This week’s Torah portion is Vayigash, Genesis 44:18 – 47:27.
Our Torah portion, Vayigash, brings us the end of the three parsha cycle of the Joseph story. It picks up at a moment of suspense: To test loyalty brothers’ loyalty to one another, Joseph has framed Benjamin for the crime of stealing Joseph’s silver goblet. At the end of the previous parsha, Judah, the very one who decided to sell Joseph into slavery and actually profit from their crime against him, is the one who speaks up first, offering up all 11 brothers for the supposed crime of the one.
This week’s parsha opens with the phrase “Vayigash eilav yehudah,” meaning “Judah approached him [Joseph]”. This is an interesting way to start, as Judah had already been speaking with Joseph directly (or at least through a translator in order for Joseph to keep his identity hidden). The ancient rabbis also noticed this and asked what it meant that Judah approached him; Judah was already speaking to Joseph.
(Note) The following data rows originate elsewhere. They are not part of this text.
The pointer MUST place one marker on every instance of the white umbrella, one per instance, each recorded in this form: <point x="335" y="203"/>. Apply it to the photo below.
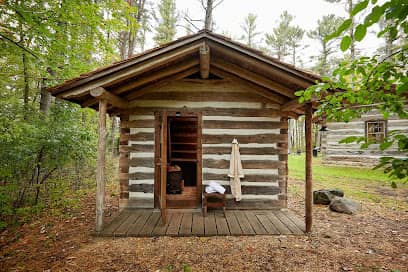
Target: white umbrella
<point x="235" y="172"/>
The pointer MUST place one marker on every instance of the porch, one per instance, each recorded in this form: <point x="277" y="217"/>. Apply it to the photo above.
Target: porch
<point x="147" y="223"/>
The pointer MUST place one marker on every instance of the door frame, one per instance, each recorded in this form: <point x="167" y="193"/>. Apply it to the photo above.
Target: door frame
<point x="177" y="113"/>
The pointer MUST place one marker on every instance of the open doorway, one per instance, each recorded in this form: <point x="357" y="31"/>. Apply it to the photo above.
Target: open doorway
<point x="183" y="144"/>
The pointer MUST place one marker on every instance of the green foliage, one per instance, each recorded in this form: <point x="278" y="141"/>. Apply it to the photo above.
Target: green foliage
<point x="285" y="38"/>
<point x="44" y="158"/>
<point x="249" y="28"/>
<point x="166" y="29"/>
<point x="358" y="86"/>
<point x="325" y="26"/>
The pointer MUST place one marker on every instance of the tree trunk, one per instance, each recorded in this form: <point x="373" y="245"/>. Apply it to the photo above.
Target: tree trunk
<point x="208" y="16"/>
<point x="45" y="99"/>
<point x="308" y="169"/>
<point x="26" y="92"/>
<point x="353" y="42"/>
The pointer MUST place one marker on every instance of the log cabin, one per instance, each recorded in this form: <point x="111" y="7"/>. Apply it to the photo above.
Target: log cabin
<point x="182" y="104"/>
<point x="373" y="127"/>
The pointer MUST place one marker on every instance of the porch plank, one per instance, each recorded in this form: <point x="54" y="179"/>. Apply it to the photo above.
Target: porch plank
<point x="278" y="224"/>
<point x="161" y="228"/>
<point x="221" y="222"/>
<point x="233" y="225"/>
<point x="270" y="228"/>
<point x="174" y="225"/>
<point x="256" y="225"/>
<point x="124" y="227"/>
<point x="147" y="223"/>
<point x="186" y="222"/>
<point x="151" y="223"/>
<point x="244" y="223"/>
<point x="293" y="228"/>
<point x="210" y="227"/>
<point x="198" y="224"/>
<point x="136" y="227"/>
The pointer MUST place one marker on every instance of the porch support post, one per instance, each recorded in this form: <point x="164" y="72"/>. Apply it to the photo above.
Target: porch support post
<point x="308" y="187"/>
<point x="100" y="168"/>
<point x="204" y="61"/>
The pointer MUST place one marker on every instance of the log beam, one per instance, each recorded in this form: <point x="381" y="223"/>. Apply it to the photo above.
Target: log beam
<point x="162" y="82"/>
<point x="102" y="94"/>
<point x="308" y="168"/>
<point x="255" y="78"/>
<point x="100" y="170"/>
<point x="156" y="76"/>
<point x="204" y="61"/>
<point x="291" y="105"/>
<point x="252" y="86"/>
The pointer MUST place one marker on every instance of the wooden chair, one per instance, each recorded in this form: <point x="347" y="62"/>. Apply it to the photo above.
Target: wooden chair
<point x="213" y="200"/>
While the text of the Torah shows a heartfelt speech given by Judah, the midrash, from a variety of sources, paints a different picture. The midrash shows Judah as convinced of Benjamin’s innocence and angrily confronting Joseph, threatening (with the backing of the other brothers) to kill one-fourth of Egypt’s population. “I will dye all of the districts of Egypt with blood,” Judah exclaims. Joseph’s reply is “for you dyed the coat of your brother with blood” (a detail that would have shocked the brothers).
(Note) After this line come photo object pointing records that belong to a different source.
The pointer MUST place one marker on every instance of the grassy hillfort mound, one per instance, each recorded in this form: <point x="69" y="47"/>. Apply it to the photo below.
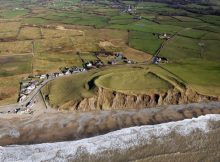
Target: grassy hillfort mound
<point x="121" y="87"/>
<point x="41" y="37"/>
<point x="133" y="82"/>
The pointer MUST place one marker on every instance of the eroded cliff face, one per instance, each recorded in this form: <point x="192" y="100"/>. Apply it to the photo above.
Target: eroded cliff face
<point x="106" y="99"/>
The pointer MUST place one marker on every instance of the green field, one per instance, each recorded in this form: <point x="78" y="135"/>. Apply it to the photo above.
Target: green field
<point x="144" y="41"/>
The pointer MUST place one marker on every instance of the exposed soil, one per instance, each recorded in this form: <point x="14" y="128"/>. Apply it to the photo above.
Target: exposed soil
<point x="61" y="126"/>
<point x="108" y="100"/>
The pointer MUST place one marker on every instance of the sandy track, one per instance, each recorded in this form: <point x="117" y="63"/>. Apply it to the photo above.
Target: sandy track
<point x="57" y="126"/>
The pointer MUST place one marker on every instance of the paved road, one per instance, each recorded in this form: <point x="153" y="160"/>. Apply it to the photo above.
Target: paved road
<point x="30" y="97"/>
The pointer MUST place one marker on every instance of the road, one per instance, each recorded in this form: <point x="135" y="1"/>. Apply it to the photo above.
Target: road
<point x="30" y="97"/>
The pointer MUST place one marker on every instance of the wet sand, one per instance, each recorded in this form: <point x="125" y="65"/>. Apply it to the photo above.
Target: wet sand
<point x="62" y="126"/>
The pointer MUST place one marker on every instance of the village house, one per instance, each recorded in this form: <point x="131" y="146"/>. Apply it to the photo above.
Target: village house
<point x="164" y="36"/>
<point x="157" y="60"/>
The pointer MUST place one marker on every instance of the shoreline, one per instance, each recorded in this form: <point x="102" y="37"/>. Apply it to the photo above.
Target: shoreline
<point x="65" y="126"/>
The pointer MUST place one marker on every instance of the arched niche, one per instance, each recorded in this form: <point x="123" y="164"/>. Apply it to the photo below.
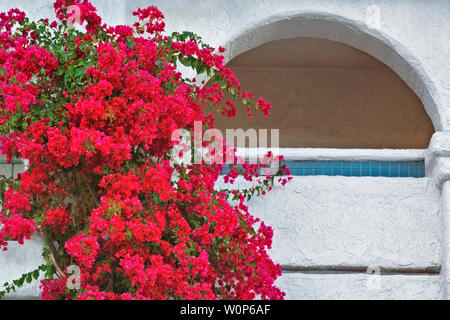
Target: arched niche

It is out of this confrontation that Joseph decides to reveal himself, fearing that the brothers had the resolve and ability to do as they said. Therefore, according to this midrash, Joseph was looking for more than Judah’s speech seeking mercy, Joseph wanted the brothers to rise, angry, with zeal to protect their youngest one. Once Joseph saw that they were willing to get angry to save Benjamin, as opposed to the nearly emotionless way they sold him into slavery, he knew the brothers had indeed repented.
What Joseph sought from his brothers was more than pity on their father, but a show of force to prove they truly cared about one another. When they showed this and Joseph saw that it was genuine, then he revealed himself. Ultimately, for our great sages, it was a demonstration of anger that showed how much they cared and how strongly they wanted to fight the injustice of his pending imprisonment. If they didn’t care about Benjamin (and their father), they wouldn’t have fought so hard for him.
Anger is often described as a negative emotion, but when used properly it has great power. Just as the brother’s anger showed they cared, there are productive ways to use anger in our day and age as well. When we see injustice in our communities, our nation and in the world, we can speak out, we can say that it makes us angry and we can be prepared to do something about it. In our day and age it is, of course, not proper to threaten physical harm. We do have the power of our voices, our votes, our wallets and more to make it clear that we will not accept injustice.
Questions for discussion
1. What is an injustice you have seen that has made you feel angry? What could you have done to help in that moment?
2. How can you use your anger about an injustice in a healthy way to make an unjust situation more just?
3. How can you support those who are fighting injustice locally and around the world? n
Rabbi Daniel Plotkin is the rabbi-educator at Temple Isaiah in Fulton.